The most wonderful doll was inside you all along.
This is a weird book. The main character is a girl named Dulcy who has a bunch of dolls and apparently has a lot of difficulty telling the difference between fantasy and reality. She gets a toy doll from her neighbor and then loses it almost immediately. She starts describing the doll she lost to everybody, imagining all the amazing things this doll could do, getting more outlandish every time she tells the story.
The entire winter, Dulcy will not shut up about the stupid doll that doesn't exist. Anytime anyone mentions having a doll that does something, or that they themselves did something, Dulcy says, 'Oh yeah, my doll totally had that.' She just has to one-up everybody, except specifically with her doll. Maybe she always was a compulsive liar, but it seems really odd. And she spends so much time pining over this imaginary doll that she's no longer satisfied with her real ones.
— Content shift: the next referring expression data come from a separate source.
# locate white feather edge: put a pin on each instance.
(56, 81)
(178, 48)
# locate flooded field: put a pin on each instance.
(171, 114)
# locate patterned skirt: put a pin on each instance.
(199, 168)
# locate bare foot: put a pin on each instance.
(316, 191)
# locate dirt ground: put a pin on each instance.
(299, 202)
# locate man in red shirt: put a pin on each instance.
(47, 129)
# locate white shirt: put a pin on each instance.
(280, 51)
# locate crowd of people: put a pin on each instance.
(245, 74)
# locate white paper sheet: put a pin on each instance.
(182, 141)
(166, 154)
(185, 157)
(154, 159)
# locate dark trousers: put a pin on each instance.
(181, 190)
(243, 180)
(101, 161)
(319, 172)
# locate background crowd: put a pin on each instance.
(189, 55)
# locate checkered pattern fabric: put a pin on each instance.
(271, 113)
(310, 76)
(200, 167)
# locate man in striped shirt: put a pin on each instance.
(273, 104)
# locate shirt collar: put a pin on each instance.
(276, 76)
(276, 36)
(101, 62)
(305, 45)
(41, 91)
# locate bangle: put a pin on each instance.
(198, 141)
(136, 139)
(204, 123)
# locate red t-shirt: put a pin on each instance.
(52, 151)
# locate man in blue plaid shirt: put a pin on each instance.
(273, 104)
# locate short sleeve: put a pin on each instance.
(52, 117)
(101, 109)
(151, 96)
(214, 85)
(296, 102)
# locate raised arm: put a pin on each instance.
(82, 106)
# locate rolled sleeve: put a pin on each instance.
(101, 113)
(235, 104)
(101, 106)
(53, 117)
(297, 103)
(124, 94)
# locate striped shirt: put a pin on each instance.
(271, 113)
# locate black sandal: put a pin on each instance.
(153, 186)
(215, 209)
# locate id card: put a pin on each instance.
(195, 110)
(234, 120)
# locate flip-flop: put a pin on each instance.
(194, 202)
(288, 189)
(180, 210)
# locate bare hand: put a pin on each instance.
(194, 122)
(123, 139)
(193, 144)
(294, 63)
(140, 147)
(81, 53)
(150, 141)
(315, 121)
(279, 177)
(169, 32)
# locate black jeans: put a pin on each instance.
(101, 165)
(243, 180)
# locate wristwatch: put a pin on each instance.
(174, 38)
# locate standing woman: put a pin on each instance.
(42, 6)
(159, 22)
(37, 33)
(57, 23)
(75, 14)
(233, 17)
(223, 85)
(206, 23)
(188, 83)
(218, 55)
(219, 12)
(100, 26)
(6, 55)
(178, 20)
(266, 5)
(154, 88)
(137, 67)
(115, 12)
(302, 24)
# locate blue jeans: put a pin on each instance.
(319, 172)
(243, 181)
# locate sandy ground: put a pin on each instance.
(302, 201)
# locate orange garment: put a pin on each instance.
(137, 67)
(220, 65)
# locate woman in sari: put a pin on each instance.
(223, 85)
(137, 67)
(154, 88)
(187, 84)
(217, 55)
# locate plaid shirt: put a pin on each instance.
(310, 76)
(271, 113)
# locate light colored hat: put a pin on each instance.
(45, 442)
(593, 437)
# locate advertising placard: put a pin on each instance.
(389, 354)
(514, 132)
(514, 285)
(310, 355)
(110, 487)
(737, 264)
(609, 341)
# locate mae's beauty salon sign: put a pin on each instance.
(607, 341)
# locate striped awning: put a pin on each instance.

After the winter is over, she finds the doll again, though it's a bit disheveled from being out in the weather all winter. Clearly, the doll had never been anywhere near as awesome as Dulcy imagined her to be. Dulcy is then confused, and has trouble understanding why the doll isn't the way she remembered, and her mom explains that she's been getting mixed up between what's real and what's fake. So when she's confronted with reality, she decides to stop being a compulsive liar and "grow up." At the end, she sees her neighbor again, and the neighbor asks about the doll. Dulcy says it's a good doll, but that she has a better doll that does all sorts of amazing (imaginary) things, and then the neighbor asks where she got it, and she says that she just made her up, but the other dolls aren't jealous. So she's still confabulating, but at least she's self-aware?
It's a fairly preachy book, but it doesn't really explain what it is she's doing wrong or whether she's aware of it. And then it doesn't really deal with the consequences. It's kind of like "Sam, Bangs, and Moonshine" except that where SBM has kind of an over-the-top consequence, this book really doesn't have any consequence.